MADRID, 12 Feb. (EUROPA PRESS) –
Talgo shares returned to the stock market with a fall of 7.64% after the Hungarian group Ganz-MaVag (Magyar Vagon) confirmed its interest in buying the railway manufacturer for 620 million euros. However, the Hungarian company has deflated market expectations regarding the execution of the operation by ensuring that it does not have enough certainty to carry it out.
A few minutes after its return to the trading floor, at 9:50 a.m., Talgo shares moderated their fall to 5.13%, until they were exchanged at a price of 4.535 euros, below the price that the Hungarian group is considering offering (5 euros) .
In a statement to the National Securities Market Commission (CNMV), Magyar Vagon explained on Friday that the main obstacle to executing the offer on Talgo is related to the company’s financing subject to the change of control in order to obtain the corresponding regulatory permits.
In this regard, the CNMV has informed you that it is not permitted to subject the offer to the condition of obtaining the consent of the financing entities for the change of control.
For all these reasons, he has assured that he is not certain that the Public Acquisition Offer (OPA) that has heated up the action in recent months will be formulated, although he promises that he will inform of any subsequent decision in due course.
In this way, it has confirmed the information that pointed to a takeover bid at 5 euros per share, although it details that no agreement or decision has yet been reached in this regard, waiting to clarify the regulatory obstacles to which the company has made CNMV reference.

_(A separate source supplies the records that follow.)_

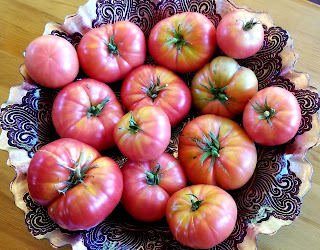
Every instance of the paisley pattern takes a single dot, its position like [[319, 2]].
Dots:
[[273, 189], [20, 120]]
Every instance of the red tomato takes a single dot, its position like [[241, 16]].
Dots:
[[110, 52], [223, 87], [147, 186], [201, 216], [183, 42], [51, 61], [87, 110], [272, 117], [143, 134], [158, 86], [216, 150], [240, 34], [78, 186]]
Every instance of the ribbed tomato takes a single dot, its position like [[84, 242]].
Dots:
[[147, 186], [183, 42], [222, 87], [87, 110], [110, 52], [272, 117], [216, 150], [143, 134], [79, 187], [201, 216], [157, 86]]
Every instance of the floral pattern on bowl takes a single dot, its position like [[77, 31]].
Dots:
[[273, 196]]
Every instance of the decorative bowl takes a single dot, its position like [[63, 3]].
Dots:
[[273, 196]]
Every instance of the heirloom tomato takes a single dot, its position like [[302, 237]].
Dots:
[[79, 187], [222, 87], [147, 186], [110, 52], [51, 61], [201, 216], [143, 134], [240, 34], [158, 86], [183, 42], [216, 150], [87, 110], [272, 117]]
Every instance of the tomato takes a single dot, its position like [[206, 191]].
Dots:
[[143, 134], [79, 187], [240, 34], [110, 52], [87, 110], [216, 150], [51, 61], [183, 42], [147, 186], [222, 87], [158, 86], [201, 216], [272, 117]]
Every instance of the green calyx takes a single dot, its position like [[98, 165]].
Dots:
[[211, 147], [266, 113], [133, 125], [250, 24], [177, 38], [76, 175], [112, 47], [154, 88], [153, 177], [195, 204], [218, 94], [97, 109]]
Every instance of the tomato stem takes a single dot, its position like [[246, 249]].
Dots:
[[266, 113], [195, 204], [153, 177], [112, 47], [218, 93], [76, 175], [154, 88], [177, 39], [211, 147], [96, 110], [250, 24], [133, 125]]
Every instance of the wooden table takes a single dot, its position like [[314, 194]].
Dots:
[[23, 20]]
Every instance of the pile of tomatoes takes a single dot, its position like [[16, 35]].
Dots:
[[80, 187]]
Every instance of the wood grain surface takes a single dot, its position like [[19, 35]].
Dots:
[[21, 21]]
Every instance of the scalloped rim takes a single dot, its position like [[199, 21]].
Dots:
[[250, 239]]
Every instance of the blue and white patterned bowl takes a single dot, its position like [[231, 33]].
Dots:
[[271, 199]]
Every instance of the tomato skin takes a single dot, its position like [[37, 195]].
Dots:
[[175, 99], [210, 224], [233, 40], [240, 82], [148, 202], [99, 63], [51, 61], [150, 140], [70, 113], [285, 123], [81, 207], [237, 153], [197, 31]]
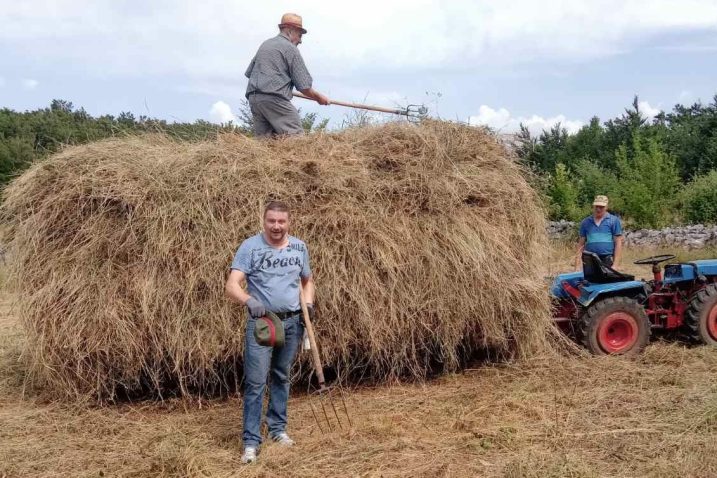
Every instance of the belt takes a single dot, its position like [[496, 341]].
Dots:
[[287, 315]]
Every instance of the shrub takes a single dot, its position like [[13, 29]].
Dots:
[[699, 199]]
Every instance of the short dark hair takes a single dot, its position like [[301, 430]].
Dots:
[[279, 206]]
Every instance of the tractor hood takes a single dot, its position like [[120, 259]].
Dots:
[[589, 292]]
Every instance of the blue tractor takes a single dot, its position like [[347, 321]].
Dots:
[[612, 313]]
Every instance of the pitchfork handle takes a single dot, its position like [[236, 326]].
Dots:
[[359, 106], [312, 339]]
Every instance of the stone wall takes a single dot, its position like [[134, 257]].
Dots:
[[691, 237]]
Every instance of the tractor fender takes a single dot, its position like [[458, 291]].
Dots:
[[592, 292]]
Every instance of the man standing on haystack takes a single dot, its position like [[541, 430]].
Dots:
[[274, 71], [272, 263]]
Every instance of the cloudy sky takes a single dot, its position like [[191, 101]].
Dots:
[[484, 61]]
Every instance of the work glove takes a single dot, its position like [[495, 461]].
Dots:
[[256, 308]]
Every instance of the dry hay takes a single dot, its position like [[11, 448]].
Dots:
[[426, 243]]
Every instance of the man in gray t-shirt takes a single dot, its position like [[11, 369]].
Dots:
[[274, 71], [272, 263]]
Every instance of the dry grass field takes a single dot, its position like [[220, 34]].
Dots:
[[547, 417]]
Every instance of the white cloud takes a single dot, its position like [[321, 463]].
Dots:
[[219, 36], [648, 111], [502, 121], [221, 112], [29, 84]]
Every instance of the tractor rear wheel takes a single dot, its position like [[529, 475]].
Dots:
[[701, 316], [615, 326]]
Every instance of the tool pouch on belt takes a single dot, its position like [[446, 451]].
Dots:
[[269, 331]]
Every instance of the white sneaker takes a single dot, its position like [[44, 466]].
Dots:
[[249, 455], [283, 439]]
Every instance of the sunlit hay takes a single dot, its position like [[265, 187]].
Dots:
[[426, 241]]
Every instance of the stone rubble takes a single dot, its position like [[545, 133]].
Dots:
[[695, 236]]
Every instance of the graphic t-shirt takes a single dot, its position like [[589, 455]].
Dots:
[[272, 274]]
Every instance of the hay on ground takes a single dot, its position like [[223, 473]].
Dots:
[[426, 243]]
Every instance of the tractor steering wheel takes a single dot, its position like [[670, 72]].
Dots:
[[655, 259]]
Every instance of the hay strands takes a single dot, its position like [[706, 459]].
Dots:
[[326, 414]]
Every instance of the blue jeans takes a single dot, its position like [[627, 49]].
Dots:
[[260, 362]]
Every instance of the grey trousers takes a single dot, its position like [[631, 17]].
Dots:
[[274, 116]]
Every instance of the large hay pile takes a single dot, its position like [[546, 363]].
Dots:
[[426, 243]]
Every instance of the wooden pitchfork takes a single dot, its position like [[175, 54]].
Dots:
[[323, 415], [413, 113]]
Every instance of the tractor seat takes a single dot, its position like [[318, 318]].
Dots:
[[596, 272]]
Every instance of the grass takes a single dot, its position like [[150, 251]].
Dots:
[[570, 417]]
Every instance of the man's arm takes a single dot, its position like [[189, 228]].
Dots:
[[249, 69], [308, 285], [579, 254], [617, 256], [316, 96], [301, 78], [233, 288]]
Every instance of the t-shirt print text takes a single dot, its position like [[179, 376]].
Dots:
[[268, 260]]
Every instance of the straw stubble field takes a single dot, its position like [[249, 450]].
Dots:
[[545, 417]]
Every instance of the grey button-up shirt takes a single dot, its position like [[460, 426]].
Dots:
[[276, 68]]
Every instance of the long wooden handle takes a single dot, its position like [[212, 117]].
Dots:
[[359, 106], [312, 339]]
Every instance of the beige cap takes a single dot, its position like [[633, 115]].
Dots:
[[600, 201], [292, 20]]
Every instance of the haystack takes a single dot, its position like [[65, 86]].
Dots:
[[426, 244]]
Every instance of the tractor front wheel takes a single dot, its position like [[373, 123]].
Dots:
[[615, 326], [701, 316]]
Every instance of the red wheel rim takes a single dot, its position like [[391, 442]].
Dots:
[[712, 322], [618, 332]]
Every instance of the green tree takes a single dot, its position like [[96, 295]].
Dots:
[[563, 195], [648, 181], [699, 199]]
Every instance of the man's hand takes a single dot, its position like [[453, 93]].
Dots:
[[256, 308], [312, 311]]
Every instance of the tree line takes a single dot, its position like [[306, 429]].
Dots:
[[657, 171], [32, 135]]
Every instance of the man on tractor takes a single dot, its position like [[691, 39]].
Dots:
[[600, 233], [274, 71]]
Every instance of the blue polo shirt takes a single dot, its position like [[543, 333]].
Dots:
[[600, 239]]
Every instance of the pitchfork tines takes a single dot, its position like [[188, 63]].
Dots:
[[327, 417]]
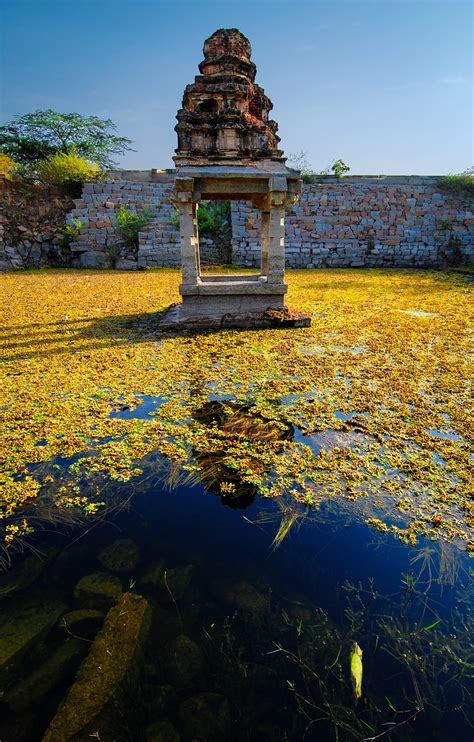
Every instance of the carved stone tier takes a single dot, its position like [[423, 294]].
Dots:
[[224, 114], [227, 149]]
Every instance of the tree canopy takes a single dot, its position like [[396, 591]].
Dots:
[[35, 136]]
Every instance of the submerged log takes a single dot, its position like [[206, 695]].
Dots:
[[107, 680]]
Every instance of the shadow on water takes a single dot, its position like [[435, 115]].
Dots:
[[103, 332], [192, 621]]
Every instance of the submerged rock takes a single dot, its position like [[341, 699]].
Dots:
[[162, 731], [206, 716], [84, 622], [54, 670], [23, 626], [172, 584], [98, 590], [107, 680], [120, 556], [186, 661]]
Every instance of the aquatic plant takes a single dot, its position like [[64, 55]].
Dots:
[[371, 414]]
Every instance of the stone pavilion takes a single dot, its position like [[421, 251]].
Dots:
[[228, 149]]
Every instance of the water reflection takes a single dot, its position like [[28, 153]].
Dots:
[[178, 619], [234, 421]]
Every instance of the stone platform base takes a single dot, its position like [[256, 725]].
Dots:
[[175, 320]]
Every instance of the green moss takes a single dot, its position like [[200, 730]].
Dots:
[[54, 670]]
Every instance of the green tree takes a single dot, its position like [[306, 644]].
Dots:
[[41, 134]]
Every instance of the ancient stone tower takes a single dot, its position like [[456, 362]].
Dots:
[[228, 149], [225, 113]]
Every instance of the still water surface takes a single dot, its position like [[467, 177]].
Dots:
[[248, 640]]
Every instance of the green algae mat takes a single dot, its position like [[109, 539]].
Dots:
[[370, 406]]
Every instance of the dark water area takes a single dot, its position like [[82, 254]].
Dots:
[[244, 639]]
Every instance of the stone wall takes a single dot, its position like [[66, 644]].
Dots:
[[100, 246], [361, 221], [32, 223], [357, 221]]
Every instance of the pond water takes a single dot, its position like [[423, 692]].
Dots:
[[253, 608]]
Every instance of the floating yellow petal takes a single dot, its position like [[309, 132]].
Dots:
[[356, 670]]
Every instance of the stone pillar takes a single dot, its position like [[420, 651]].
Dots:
[[276, 238], [187, 207], [189, 241], [264, 241]]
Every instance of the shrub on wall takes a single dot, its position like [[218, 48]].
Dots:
[[68, 171], [7, 166], [214, 220], [128, 224], [457, 184]]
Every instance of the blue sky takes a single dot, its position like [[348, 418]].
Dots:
[[386, 85]]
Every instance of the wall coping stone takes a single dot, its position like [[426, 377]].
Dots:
[[155, 175]]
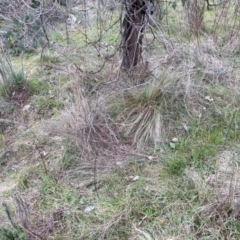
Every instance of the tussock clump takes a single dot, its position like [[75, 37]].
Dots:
[[141, 110], [86, 124]]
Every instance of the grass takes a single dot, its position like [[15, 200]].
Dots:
[[150, 154]]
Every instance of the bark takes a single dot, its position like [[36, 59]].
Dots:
[[133, 27]]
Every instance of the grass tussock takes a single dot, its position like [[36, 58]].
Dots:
[[85, 123]]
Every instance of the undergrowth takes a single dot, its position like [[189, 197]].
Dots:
[[95, 153]]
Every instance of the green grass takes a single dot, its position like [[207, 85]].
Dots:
[[167, 190]]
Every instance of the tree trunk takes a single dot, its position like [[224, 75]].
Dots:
[[133, 27]]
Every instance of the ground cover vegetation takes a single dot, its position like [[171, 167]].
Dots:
[[119, 119]]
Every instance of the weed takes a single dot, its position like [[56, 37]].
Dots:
[[14, 81]]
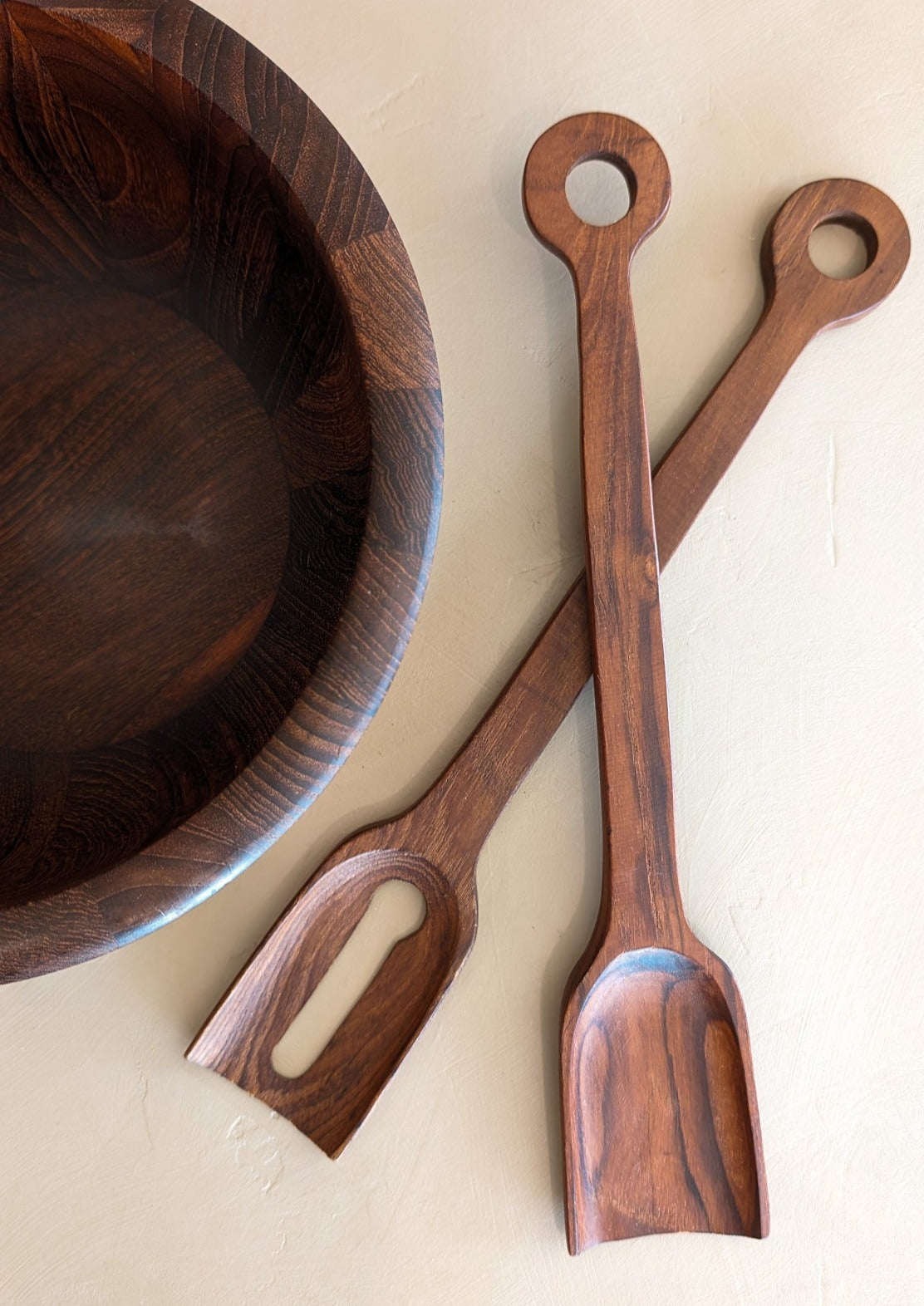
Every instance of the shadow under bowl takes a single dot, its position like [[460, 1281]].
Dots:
[[220, 465]]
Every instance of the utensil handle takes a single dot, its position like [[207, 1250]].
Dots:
[[622, 582], [799, 303]]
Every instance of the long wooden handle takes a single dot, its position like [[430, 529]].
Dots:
[[799, 303], [622, 572]]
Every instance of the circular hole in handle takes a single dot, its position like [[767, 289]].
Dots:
[[599, 192], [842, 248]]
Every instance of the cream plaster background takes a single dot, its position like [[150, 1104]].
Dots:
[[795, 648]]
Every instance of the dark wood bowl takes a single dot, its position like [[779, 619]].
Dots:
[[220, 465]]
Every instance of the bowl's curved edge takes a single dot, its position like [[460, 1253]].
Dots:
[[392, 333]]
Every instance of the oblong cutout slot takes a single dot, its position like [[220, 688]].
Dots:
[[395, 911]]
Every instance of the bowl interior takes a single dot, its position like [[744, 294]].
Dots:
[[184, 452]]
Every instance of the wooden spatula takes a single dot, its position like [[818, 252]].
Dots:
[[659, 1112], [435, 844]]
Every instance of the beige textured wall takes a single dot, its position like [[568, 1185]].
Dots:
[[795, 646]]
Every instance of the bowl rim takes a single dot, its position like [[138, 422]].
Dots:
[[379, 290]]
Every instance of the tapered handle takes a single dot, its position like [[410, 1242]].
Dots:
[[625, 619]]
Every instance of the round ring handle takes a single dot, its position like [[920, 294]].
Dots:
[[878, 223], [573, 141]]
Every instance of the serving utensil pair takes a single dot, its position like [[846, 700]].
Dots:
[[661, 1122]]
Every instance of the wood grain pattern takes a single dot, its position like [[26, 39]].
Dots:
[[659, 1112], [221, 464], [435, 844]]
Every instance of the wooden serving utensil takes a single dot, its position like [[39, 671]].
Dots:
[[435, 844], [659, 1112]]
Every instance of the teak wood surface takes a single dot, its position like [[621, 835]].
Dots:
[[220, 464], [435, 844], [659, 1110]]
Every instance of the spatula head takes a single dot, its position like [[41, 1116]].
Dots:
[[661, 1122]]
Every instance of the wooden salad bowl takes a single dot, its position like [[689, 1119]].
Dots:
[[220, 465]]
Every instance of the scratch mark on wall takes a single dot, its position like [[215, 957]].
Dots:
[[381, 111], [832, 474], [259, 1157]]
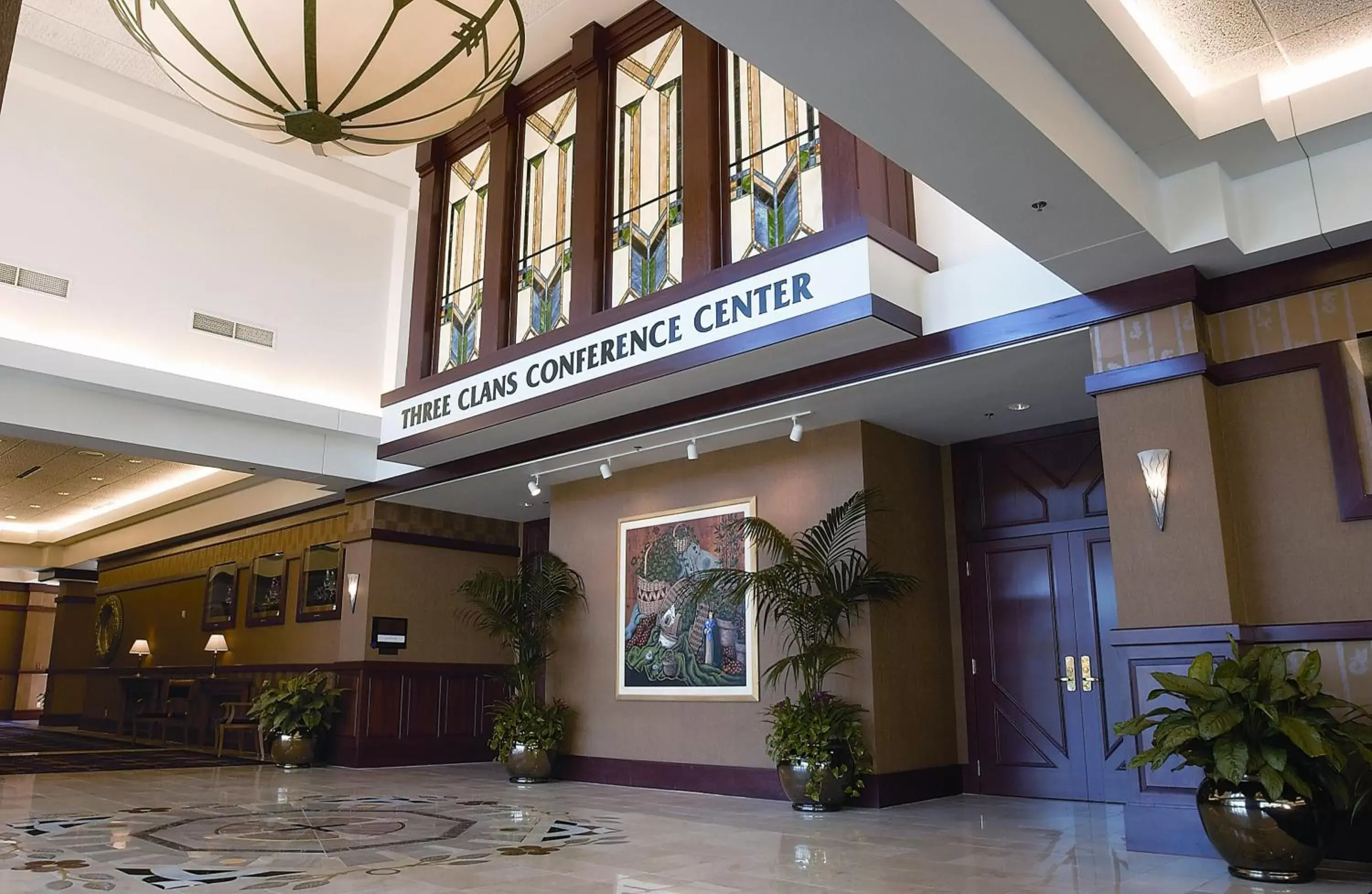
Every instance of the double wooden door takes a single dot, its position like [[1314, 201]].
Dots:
[[1045, 687]]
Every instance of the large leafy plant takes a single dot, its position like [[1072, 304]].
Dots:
[[520, 612], [304, 705], [1250, 717], [815, 588]]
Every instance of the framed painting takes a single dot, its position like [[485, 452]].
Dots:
[[221, 598], [320, 594], [267, 603], [671, 643]]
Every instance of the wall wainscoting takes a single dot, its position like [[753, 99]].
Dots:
[[881, 790]]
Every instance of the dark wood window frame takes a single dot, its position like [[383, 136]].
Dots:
[[857, 182]]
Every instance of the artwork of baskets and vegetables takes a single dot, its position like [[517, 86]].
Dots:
[[677, 641]]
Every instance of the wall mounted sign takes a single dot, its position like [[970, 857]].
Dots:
[[320, 595], [778, 296], [674, 645], [267, 602], [221, 598]]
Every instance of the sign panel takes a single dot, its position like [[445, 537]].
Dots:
[[784, 293]]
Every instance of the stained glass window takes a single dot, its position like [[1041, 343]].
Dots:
[[647, 227], [545, 263], [774, 190], [460, 304]]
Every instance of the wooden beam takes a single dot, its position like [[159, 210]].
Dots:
[[9, 27]]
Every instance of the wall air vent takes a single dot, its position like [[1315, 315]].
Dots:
[[228, 329], [33, 280]]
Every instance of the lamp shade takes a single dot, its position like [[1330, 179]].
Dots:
[[346, 76]]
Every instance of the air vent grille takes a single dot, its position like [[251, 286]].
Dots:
[[33, 280], [228, 329]]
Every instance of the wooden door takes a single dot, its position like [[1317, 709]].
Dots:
[[1029, 727]]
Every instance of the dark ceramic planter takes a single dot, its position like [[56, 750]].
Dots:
[[833, 790], [529, 764], [293, 752], [1264, 840]]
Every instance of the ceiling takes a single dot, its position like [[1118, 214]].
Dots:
[[51, 492], [944, 403]]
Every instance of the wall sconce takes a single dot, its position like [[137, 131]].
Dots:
[[1156, 480], [142, 650], [353, 580], [214, 646]]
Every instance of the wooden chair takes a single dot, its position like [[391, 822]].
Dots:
[[176, 713], [236, 720]]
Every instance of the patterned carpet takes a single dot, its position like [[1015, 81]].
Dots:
[[27, 738], [25, 749]]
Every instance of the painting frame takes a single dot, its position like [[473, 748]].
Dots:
[[221, 606], [305, 613], [260, 612], [627, 690]]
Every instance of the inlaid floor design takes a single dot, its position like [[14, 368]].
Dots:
[[464, 829]]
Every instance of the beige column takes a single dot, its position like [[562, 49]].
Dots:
[[1186, 575]]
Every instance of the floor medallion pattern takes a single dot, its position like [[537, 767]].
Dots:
[[305, 844]]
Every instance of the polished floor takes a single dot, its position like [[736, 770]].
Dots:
[[466, 829]]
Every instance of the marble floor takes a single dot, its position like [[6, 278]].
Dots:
[[464, 829]]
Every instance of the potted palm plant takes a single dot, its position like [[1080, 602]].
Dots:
[[295, 712], [1275, 749], [815, 588], [520, 612]]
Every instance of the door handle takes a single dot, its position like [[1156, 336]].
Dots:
[[1071, 667], [1086, 675]]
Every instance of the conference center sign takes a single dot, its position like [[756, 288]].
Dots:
[[777, 297]]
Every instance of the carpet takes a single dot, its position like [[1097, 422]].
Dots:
[[25, 738], [99, 761]]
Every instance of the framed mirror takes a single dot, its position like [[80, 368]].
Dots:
[[221, 598], [267, 605], [320, 595]]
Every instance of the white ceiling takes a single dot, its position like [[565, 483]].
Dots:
[[947, 403]]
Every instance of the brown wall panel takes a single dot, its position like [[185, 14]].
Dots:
[[1298, 562]]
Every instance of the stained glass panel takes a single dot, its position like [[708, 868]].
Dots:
[[545, 263], [460, 304], [647, 226], [774, 188]]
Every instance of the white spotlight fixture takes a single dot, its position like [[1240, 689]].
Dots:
[[1156, 465]]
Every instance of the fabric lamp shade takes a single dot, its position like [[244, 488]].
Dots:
[[346, 76]]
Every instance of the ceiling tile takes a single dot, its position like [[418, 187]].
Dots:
[[1293, 17], [1330, 38]]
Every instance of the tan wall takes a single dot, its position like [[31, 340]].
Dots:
[[420, 583], [1184, 575], [914, 716], [795, 484], [1298, 562]]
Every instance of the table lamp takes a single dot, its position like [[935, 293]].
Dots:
[[214, 646], [140, 649]]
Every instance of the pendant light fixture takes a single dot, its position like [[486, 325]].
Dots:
[[349, 77]]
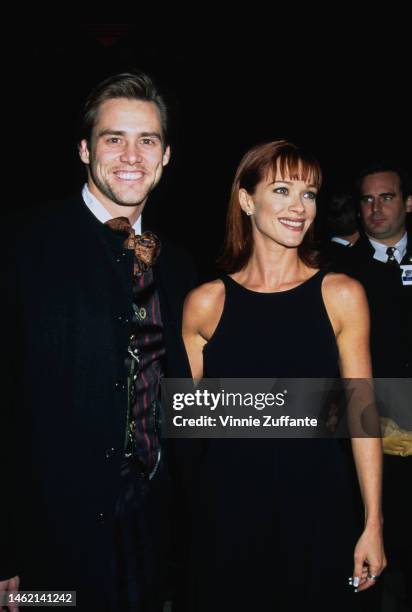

Around 4:00 p.m. last Thursday, February 8, the regulator decided to suspend Talgo’s trading on a precautionary basis and with immediate effect after its shares on the stock market had suddenly skyrocketed by 10% due to rumors of a takeover bid.
Before the price skyrocketed, Talgo shares were worth 4.4 euros, far from the 5 euros that Magyar Vagon would pay to take over the company, so the shares reached 4.78 euros before trading was suspended. .
When this possible operation came to light in November, Talgo was trading at 3.9 euros and the same situation occurred, its shares skyrocketed to 4.4 euros, since the premium up to 5 euros reached 27.7%, and the CNMV suspended it for a few hours.
The purchase of Talgo for 5 euros per share would mean valuing 100% of the company at around 617 million euros.
The company’s main shareholder is the Trilantic investment fund.
For its part, Magyar Vagon, owned by businessman AndrĂ¡s Tombor, operates the train manufacturing company DJJ, which it purchased in 2020.
If the bidding season opens, the Basque CAF would also be a good bidder for Talgo.